De qué la va? De una disertación sobre Abzenta, o el afrodisíaco de uno mismo.
Encuentro todas y cada respuesta en la Naturaleza, Reino del equilibrio. Reino de la armonía, donde vida y muerte cobran sentido silente. Donde no existe mañana ni ayer, ni juicios. Donde no se acumula, donde se toma sin precio y sin cargo lo necesario sólo para el hoy.
Reino de Perfección. Reino de Justicia.
Con atención dedicada cada principio, cada medio y cada fin se encuentran allí plantados y plasmados, explicados llanos y disponibles en abundancia ilimitada ante los ojos de quien quiera y pueda invertir atención. El objeto y el sentido de la vida. La mismísima vida encuentra su mejor intérprete en las leyes perfectas de lo Natural.

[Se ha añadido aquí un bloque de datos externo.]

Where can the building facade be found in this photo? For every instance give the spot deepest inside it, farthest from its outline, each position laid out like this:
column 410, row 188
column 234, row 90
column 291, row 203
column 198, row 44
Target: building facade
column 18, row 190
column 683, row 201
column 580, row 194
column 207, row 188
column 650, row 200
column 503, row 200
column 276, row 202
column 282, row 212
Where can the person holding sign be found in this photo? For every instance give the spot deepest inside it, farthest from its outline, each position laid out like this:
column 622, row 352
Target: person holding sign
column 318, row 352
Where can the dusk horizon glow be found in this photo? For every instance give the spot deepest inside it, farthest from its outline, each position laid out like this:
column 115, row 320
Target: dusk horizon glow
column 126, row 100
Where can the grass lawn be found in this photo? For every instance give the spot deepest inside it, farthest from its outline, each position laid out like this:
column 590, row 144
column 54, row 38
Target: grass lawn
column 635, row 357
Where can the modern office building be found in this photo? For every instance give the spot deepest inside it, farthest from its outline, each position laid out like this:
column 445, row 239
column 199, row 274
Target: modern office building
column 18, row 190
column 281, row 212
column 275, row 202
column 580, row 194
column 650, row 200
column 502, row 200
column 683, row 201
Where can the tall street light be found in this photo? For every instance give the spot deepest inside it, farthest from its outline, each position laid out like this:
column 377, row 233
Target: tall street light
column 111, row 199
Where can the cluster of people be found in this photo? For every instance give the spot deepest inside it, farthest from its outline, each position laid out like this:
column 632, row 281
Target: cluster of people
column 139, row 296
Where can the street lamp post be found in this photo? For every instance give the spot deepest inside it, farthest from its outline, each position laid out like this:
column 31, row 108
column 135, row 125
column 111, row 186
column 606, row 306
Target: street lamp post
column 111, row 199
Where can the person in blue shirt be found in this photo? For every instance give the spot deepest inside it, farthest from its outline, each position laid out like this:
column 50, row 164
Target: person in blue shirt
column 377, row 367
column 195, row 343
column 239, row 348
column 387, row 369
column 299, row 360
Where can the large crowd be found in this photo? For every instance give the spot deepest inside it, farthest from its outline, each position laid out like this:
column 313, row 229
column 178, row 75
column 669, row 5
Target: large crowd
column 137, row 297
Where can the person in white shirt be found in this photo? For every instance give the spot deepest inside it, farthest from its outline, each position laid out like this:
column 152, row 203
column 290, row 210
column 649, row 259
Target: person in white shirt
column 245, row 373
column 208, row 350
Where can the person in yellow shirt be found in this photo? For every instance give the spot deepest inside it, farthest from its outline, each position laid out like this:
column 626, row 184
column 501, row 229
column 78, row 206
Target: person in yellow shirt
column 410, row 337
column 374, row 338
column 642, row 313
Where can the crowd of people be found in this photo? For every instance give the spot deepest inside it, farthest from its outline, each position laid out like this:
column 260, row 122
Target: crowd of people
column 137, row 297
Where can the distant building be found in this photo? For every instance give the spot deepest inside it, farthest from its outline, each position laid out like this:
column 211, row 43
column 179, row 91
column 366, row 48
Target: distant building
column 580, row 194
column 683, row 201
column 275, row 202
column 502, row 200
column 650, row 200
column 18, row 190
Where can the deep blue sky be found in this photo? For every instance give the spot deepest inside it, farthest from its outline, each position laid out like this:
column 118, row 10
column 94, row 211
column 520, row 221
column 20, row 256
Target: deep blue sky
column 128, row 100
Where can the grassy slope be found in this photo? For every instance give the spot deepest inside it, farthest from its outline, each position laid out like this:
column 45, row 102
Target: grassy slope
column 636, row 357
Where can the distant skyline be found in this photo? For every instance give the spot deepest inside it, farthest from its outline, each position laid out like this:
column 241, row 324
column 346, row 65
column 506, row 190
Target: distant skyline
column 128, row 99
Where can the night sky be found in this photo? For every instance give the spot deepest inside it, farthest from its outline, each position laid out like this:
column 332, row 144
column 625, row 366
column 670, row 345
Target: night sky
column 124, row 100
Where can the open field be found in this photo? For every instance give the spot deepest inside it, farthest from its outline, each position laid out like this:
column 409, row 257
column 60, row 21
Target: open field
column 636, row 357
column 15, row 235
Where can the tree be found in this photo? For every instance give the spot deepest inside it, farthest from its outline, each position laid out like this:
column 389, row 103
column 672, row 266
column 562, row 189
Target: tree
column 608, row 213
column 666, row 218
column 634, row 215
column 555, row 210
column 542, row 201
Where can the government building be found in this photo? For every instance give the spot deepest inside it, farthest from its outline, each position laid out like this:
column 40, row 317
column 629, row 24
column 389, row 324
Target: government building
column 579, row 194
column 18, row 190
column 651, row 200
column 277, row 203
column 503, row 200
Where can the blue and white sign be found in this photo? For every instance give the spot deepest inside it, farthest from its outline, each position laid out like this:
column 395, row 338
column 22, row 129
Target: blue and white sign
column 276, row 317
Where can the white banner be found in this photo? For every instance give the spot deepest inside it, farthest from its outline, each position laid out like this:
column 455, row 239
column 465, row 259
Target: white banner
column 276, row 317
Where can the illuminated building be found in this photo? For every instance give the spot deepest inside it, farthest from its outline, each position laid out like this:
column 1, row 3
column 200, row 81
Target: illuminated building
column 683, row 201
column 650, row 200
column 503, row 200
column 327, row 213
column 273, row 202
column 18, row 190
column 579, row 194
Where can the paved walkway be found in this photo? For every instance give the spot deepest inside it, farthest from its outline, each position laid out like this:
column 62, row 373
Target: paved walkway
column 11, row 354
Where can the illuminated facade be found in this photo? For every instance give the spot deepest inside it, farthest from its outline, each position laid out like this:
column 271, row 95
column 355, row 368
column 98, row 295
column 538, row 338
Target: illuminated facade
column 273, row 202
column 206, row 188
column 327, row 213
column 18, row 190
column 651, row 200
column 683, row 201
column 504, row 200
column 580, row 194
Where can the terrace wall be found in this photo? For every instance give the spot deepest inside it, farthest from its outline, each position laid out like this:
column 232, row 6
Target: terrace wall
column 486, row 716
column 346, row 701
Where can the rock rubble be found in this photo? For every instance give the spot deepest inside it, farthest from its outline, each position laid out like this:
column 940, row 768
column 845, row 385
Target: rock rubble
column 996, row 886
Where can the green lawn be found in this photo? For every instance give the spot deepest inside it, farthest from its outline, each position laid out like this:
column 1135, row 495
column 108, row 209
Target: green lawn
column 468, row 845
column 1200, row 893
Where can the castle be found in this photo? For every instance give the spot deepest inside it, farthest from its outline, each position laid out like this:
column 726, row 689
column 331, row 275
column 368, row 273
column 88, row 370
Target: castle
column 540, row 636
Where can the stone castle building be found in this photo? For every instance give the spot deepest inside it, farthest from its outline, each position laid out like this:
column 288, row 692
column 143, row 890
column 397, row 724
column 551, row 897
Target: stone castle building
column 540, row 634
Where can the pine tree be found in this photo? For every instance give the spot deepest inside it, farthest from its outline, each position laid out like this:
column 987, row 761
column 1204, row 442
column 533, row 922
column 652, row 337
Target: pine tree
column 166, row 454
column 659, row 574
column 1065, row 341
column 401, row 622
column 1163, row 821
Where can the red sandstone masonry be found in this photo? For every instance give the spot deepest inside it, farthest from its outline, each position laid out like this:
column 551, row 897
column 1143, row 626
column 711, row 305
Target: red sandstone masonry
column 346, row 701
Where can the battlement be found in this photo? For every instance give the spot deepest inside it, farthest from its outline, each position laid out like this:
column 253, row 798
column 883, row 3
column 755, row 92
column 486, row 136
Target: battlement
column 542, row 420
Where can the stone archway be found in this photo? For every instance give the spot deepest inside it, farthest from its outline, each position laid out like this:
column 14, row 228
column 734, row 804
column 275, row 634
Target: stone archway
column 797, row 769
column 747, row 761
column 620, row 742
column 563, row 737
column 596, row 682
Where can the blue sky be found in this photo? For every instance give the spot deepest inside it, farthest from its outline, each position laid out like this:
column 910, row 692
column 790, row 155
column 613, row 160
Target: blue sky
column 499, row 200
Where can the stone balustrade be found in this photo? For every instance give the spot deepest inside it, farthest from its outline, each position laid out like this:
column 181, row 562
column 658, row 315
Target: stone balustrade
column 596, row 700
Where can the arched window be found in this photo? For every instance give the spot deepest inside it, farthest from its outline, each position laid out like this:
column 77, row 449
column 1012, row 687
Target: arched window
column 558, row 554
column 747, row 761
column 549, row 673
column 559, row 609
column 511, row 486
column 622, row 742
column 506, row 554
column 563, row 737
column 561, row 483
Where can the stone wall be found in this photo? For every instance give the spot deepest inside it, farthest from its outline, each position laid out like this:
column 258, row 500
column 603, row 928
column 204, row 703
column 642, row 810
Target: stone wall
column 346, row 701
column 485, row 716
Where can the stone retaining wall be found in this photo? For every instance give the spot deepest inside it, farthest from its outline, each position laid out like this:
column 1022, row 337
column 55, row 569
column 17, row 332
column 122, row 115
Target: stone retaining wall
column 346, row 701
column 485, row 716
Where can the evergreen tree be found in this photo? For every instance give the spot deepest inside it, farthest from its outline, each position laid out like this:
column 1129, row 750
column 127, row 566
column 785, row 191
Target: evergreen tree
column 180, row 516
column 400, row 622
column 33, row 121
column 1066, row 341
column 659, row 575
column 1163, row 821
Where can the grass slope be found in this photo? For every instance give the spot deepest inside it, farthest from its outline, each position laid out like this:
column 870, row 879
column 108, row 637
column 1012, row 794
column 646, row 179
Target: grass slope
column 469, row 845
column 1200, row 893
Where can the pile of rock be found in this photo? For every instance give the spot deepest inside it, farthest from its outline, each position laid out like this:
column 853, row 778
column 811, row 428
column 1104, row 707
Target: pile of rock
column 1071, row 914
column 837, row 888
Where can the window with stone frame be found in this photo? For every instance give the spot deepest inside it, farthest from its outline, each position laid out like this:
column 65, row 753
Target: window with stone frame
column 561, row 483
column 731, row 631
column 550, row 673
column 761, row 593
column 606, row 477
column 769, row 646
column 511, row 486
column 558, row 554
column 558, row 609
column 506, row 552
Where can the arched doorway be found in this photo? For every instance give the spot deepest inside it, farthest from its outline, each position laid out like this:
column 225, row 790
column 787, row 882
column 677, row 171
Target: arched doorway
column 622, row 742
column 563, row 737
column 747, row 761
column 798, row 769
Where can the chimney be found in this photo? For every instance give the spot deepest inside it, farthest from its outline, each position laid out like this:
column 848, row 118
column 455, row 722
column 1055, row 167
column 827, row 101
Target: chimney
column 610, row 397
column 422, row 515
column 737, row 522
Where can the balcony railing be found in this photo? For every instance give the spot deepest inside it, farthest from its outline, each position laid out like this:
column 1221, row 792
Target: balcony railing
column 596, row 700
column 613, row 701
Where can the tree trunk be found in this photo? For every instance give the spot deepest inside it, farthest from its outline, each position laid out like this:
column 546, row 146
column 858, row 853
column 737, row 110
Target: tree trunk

Va de diario público donde obligarme a fijar postura, a tomar partido. Qué partido, no lo sé. Pero alguno es mejor que ninguno. Una base desde donde ver y reveer, y así verme y reveerme. Me late lógico. Cuasi obligatoriamente lógico para forjar la pureza de espíritu: somos lo que hacemos.
Va de fórceps de producción interna que me libre. De la paja mental, del abatatamiento, del facilismo, del mediopelismo barato. Compelido a errar, a errar por producir mas no por hablar al pedo y no hacer nada. Sin dramatismos ni cancha marcada, ni gilada ni plata dulce.
El tiempo y las ideas corren juntos y se transitan, se sufren, se degustan, se paladean, se forman, deforman, nacen, crecen y mueren, y nos acompañamos durante lustros y décadas y no nos dejamos ir, pacientes como pacientes.
Llegan no sé cómo ni por qué, con la certeza del deseo inexplicable. Queman para siempre como habitantes permanentes ocupantes, que rebotan y retuercen intestinas con obsesiva intención.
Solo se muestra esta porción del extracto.